Learning is an effort, just like when going to the gym or doing a diet. You know it's good for you, but you'd rather stay home and chill.
What I discovered during user-tests is that browsing the app to choose a book was also an effort. We couldn't ask for double-effort, we needed to fix the app so that people could focus their energy on what matters to them: progress.
The "gym" metaphor was a great empathy tool to communicate the challenge to the other teams.
As the only designer on the team, I did the User Research, UX Design and UI Design of the new app.

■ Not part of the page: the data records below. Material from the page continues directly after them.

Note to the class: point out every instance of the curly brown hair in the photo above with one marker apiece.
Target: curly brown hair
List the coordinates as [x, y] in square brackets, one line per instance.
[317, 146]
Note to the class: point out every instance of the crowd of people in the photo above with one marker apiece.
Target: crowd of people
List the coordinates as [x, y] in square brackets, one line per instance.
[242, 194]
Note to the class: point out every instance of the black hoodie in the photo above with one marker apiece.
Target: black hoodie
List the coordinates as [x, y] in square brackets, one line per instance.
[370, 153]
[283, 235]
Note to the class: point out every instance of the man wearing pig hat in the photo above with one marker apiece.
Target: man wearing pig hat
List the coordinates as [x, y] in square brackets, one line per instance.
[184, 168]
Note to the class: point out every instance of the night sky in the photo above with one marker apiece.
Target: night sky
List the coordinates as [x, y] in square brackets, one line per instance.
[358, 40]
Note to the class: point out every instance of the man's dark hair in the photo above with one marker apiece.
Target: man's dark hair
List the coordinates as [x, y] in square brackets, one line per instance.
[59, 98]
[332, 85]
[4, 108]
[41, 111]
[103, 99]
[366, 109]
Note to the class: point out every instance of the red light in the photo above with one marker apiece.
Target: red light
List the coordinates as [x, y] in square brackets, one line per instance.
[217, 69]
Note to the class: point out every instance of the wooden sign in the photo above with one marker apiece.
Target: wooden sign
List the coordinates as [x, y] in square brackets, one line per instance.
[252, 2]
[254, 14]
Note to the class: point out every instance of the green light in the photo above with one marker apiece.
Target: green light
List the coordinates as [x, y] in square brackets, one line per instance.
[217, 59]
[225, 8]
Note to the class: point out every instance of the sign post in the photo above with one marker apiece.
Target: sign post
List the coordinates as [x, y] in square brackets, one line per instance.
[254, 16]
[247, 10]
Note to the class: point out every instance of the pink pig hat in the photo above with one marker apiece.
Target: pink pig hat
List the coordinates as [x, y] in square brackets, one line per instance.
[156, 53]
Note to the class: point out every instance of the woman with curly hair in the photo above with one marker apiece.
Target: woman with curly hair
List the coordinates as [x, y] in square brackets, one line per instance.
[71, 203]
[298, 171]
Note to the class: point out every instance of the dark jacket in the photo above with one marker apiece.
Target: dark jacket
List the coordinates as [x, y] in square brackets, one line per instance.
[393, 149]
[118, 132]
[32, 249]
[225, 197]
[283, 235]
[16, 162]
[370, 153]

I redesigned the app, simplifying the entire architecture and access to content.
I was working in a duo with the iOS Developer, including him in design decisions right from the beginning.
I was also discussing with the CEO, the content team and the growth team as I believe UX needs to take into account all the disciplines.
Objective: continuous research → 5 user calls/week, 1 user-test/week
When I met a user over coffee, she told me before leaving:
I'm going to read a new book on the way home.
I took the opportunity to do a quick usability test and asked her to show me how she would choose her new book.
After browsing a few minutes, she said:
Actually, this is too painful. I couldn't find something that got my attention. I'm changing my mind and will listen to music instead.
After mapping the experience we could identify a crucial point in the Retention loop.
The goal isn't to have people read as much as possible. It shortcuts the loop, which will flood people's mind with overwhelming info and result in no actual application in real life. This goes against Koober vision which is to help people grow.
Instead, we have to help them complete the full loop as fast as possible. To do so, we chose to tackle the Discover step to start off.
The previous interface was asking people to first choose a category, which was creating silos.
They then landed on a book list with no other clue, other than its title, to make their choice. The app was not helping the user to figure out whether the book is right for him/her, which induces a high cognitive load.
Silos + obscure content result in frustration for the users, who are going back and forth between 3 levels (Category – Book list – Book presentation screens). Discovering and choosing a new book was perceived as a cumbersome experience.
In the new app, the content is shown upfront and reorganized into specific themes.
To better help users decide, the collections' topics are meant to reflect upfront the challenges they might be facing in their lives. Adding book covers is an essential visual clue that helps reduce the cognitive load while being visually entertaining.
I also simplified the app architecture: this allowed us to go from 4 to 3 items in the navigation bar.
The solution took into account the limited resources of an early-stage startup. The UI could be broken down into components, which were easy to build for the developer, and easy to manage for the content team.